I'm reading a file (while doing some expensive logic) that I will need to iterate several times in different functions, so I really want to read and parse the file only once.
The parsing function parses the file and returns an itertools.groupby
object.
def parse_file():
...
return itertools.groupby(lines, key=keyfunc)
I thought about doing the following:
csv_file_content = read_csv_file()
file_content_1, file_content_2 = itertools.tee(csv_file_content, 2)
foo(file_content_1)
bar(file_content_2)
However, itertools.tee
seems to only be able to "duplicate" the external iterator, while the internal (nested) iterator still refers to the original (hence it will be exhausted after iterating over the 1st iterator returned by itertools.tee
).
Standalone MCVE:
from itertools import groupby, tee
li = [{'name': 'a', 'id': 1},
{'name': 'a', 'id': 2},
{'name': 'b', 'id': 3},
{'name': 'b', 'id': 4},
{'name': 'c', 'id': 5},
{'name': 'c', 'id': 6}]
groupby_obj = groupby(li, key=lambda x:x['name'])

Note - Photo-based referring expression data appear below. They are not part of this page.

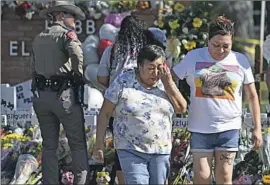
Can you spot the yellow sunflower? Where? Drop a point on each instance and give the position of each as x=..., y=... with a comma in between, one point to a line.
x=266, y=179
x=197, y=22
x=179, y=7
x=174, y=24
x=190, y=45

tee_obj1, tee_obj2 = tee(groupby_obj, 2)
print(id(tee_obj1))
for group, data in tee_obj1:
print(group)
print(id(data))
for i in data:
print(i)
print('----')
print(id(tee_obj2))
for group, data in tee_obj2:
print(group)
print(id(data))
for i in data:
print(i)
Outputs
2380054450440
a
2380053623136
{'name': 'a', 'id': 1}
{'name': 'a', 'id': 2}
b
2380030915976
{'name': 'b', 'id': 3}
{'name': 'b', 'id': 4}
c
2380054184344
{'name': 'c', 'id': 5}
{'name': 'c', 'id': 6}
----
2380064387336
a
2380053623136 # same ID as above
b
2380030915976 # same ID as above
c
2380054184344 # same ID as above
How can we efficiently duplicate a nested iterator?